Arsen menimbang sejenak sebelum akhirnya menggigit ibu jarinya hingga berdarah dan melepas segel harimau itu pada bagian kepala, lalu mengubahnya menjadi manusia kembali. Gadis bersurai merah itu dengan lincah menghindari golem-golem itu bersama Arsen.

“Ayo! Kau mau urus tuannya atau golemnya?” tanya Everyn pada lelaki yang tak jauh darinya.

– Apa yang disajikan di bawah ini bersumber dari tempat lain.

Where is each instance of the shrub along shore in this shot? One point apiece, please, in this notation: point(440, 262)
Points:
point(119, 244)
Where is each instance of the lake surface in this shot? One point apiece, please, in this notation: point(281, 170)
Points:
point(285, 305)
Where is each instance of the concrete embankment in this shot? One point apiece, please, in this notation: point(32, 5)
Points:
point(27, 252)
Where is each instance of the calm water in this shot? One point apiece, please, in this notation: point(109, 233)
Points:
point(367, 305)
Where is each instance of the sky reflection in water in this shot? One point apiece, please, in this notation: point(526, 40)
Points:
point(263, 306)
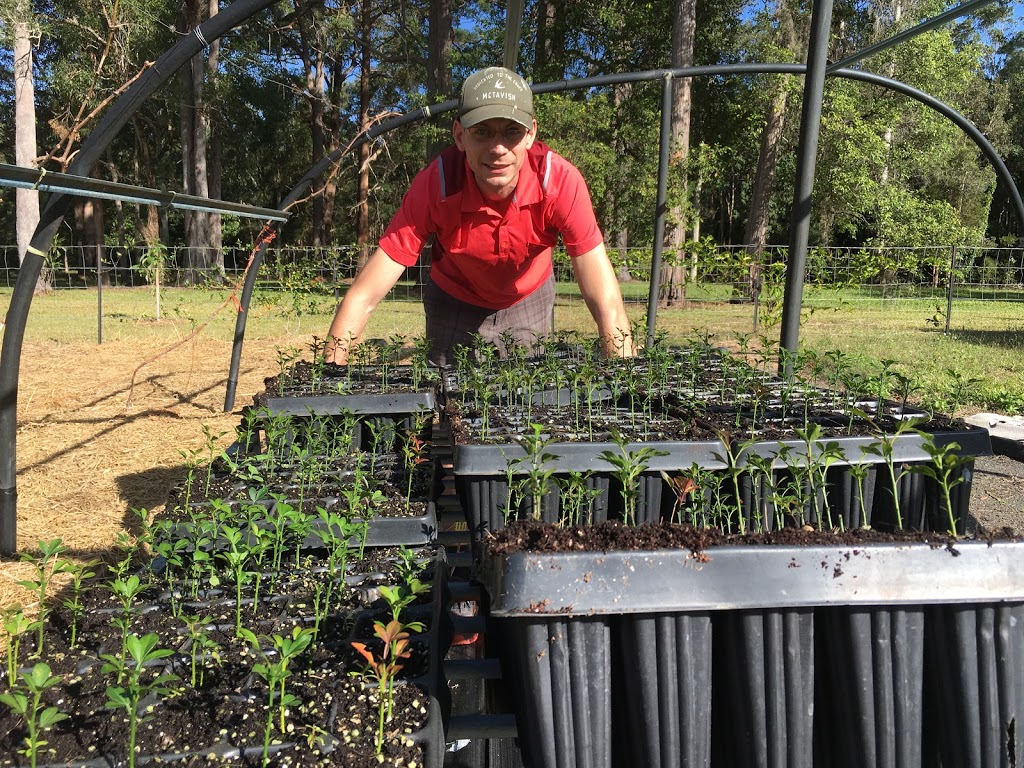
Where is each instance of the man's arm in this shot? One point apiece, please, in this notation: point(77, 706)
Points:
point(370, 287)
point(599, 287)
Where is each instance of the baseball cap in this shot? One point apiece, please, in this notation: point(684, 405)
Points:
point(496, 92)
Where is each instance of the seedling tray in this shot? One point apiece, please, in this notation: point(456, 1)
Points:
point(594, 583)
point(392, 403)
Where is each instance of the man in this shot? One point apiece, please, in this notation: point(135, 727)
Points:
point(495, 205)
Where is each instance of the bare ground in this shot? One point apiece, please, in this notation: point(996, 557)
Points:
point(97, 440)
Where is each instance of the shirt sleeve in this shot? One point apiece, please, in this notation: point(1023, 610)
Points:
point(412, 225)
point(572, 211)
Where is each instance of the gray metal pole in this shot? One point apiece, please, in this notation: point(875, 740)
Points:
point(949, 293)
point(99, 294)
point(810, 126)
point(660, 207)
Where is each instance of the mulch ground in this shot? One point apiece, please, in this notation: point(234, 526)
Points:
point(97, 439)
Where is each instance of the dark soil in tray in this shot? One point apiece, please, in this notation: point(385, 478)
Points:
point(530, 536)
point(560, 425)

“Aku Tuannya saja, kau urusi golem kembar itu! Alihkan perhatian mereka! Ada yang mau kucoba cari tahu!” sahut Arsen sambil mencoba mendekati sosok yang sedaritadi menggerakkan golem-golem itu.

Everyn tampak mengangguk sekilas. Gadis itu segera melancarkan tinjuannya berkali-kali pada golem tersebut, meski sayangnya hanya baru membuat retakan kecil saja di sana.

“Sial! Keras sekali!” gerutunya sambil mengeluarkan api kecil, memberi tekanan pada penanya yang langsung berubah secara ajaib menjadi gada raksasa. Dia mencoba menghancurkan batu berjalan itu dengan sekali pukulan saja.

Sementara itu, saat Arsen hampir sampai mendekati si berjubah hitam, tubuhnya mendadak terpental jauh. Arsen meringis, tubuhnya sudah terasa sakit dan semakin remuk saja. Bersyukurlah dia sudah terbiasa dengan kondisi ini, porsi latihan nerakanya tak sia-sia.

Tunggu, golem ketiga muncul?

“Sialan, ada berapa banyak, sih, golem-golem yang bisa kau keluarkan?!”
===============================
TBC.

Footnote :
1. Order : ketika mantra ini dilafalkan, akan uncul lubang-lubang kecil yang mengeluarkan masing-masing bom di udara. Pelepasan tersebut akan diatur oleh pengguna arahnya.

2. Mana : Mana dalam bahasa-bahasa Austronesia berarti "kekuatan", "kemujaraban" atau "martabat". "Kekuatan" dalam konteks ini sering kali dianggap sebagai kekuatan gaib.[1] Maknanya tergantung pada bahasa yang digunakan. Konsep ini merupakan konsep yang penting dalam kebudayaan Polinesia dan juga merupakan bagian dari budaya penduduk Kepulauan Pasifik saat ini. Mana dianggap sebagai suatu hal yang spiritual dengan asal usul yang gaib, dan merupakan kekuatan yang sakral dan impersonal. Memiliki "mana" berarti memiliki pengaruh, otoritas, dan kemanjuran - kemampuan untuk melakukan sesuatu dalam kondisi tertentu. Kualitas "mana" tidak terbatas pada individu: rakyat, pemerintah, tempat dan benda mati juga bisa memiliki mana, dan pemiliknya akan dihormati. Biasanya dalam kisah sihir, mana digunakan untuk membahas asal suatu mantra/sihir

3. Graps of hell : mantra yang akan membuat sihir hisap. Hanya bisa digunakan 3 kali dalam sekali pertarungan. Siapapun yang terhisap oleh lumpur ini takkan bisa keluar kecuali atas izin pemilik mantra.

4. Golem Master : mantra untuk mengendalikan tanah untuk membuat dan menggerakkan golem. Hanya mampu mengendalikan minimal 3 golem saat bertarung.